Dr. Alex E. Blazer

Department of English

Georgia College & State University

Milledgeville, GA 31061

alex.blazer@gcsu.edu

alexeblazer.com

 

The Changing Matrix: Resurrections and Everything Everywhere All at Once

 

The Wachowskis’ philosophical cyberpunk The Matrix (1999) is the revolutionary epitome of postmodern film’s genre-mashing play between illusion and reality. In psychoanalytic terms, it offers the everyman, alienated by the quotidian symbolic subjectification of late capitalism's speculative promise, a superheroic fantasy of uniqueness and knowledge of the real undergirding ideology; and the Hollywood dream factory has iterated on this cinematic fantasy for two decades. Two recent films, however, speak to a changing of psychic structure within the superheroic fantasy of the revolutionary man who knows, due to the limitations of the decidedly patriarchal vision of phallic power. Lana Wachowski's The Matrix Resurrections (2021) and the Daniels' Everything Everywhere All at Once (2022) pay homage to the enlightened, special One yet transform the fantasy to a companionate relationship, in Resurrections, and a matriarchal family with a mother-daughter imaginary dyad at the center, in Everything, respectively.
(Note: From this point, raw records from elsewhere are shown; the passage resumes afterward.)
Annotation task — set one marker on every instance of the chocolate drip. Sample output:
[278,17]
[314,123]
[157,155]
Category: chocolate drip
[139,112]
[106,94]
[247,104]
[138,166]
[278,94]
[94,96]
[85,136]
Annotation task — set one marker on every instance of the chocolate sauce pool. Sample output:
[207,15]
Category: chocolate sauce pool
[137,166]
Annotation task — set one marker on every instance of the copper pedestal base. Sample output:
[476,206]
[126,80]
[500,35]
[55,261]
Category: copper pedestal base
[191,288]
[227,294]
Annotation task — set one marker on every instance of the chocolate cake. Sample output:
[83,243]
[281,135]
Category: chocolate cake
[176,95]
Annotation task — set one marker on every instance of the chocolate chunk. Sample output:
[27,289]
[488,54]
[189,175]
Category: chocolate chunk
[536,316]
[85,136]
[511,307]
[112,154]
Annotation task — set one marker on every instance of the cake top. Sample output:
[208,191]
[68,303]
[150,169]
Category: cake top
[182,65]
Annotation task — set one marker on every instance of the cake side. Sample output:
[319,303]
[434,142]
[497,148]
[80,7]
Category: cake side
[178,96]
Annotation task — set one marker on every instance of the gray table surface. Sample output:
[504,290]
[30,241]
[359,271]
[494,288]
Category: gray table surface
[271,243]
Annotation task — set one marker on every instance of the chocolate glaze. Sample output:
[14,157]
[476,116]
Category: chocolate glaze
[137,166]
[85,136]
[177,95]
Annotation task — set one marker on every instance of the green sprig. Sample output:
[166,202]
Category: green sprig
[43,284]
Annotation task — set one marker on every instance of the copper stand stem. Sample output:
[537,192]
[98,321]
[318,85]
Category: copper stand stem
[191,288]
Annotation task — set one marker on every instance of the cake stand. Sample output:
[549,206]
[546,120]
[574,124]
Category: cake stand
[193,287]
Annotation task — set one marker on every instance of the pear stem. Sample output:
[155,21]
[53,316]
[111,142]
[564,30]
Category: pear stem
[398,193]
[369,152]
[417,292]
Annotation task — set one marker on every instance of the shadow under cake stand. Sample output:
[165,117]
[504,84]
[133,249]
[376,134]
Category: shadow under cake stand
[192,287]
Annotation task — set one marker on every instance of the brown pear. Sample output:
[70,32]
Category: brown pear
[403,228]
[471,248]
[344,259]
Resurrections evolves from the original film by criticizing the exhaustion of postmodern metanarrative and seeks emotional connection over against traumatic disillusionment. Similarly, Everything counters the cynicism and nihilism of the postmodern plague of simulacra with a multiverse of branching lives, and it also shifts from the single white male hero saving the world from the dystopian big Other of the coded machine world to the married immigrant mother saving her family from the paralyzing depression of infinite symbolic possibilities through centered familial intimacy.

 

This abstract summarizes my presentation, "The Changing Matrix: Resurrections and Everything Everywhere All at Once." South Atlantic Modern Language Association. Virtual Conference. 12 Nov. 2022.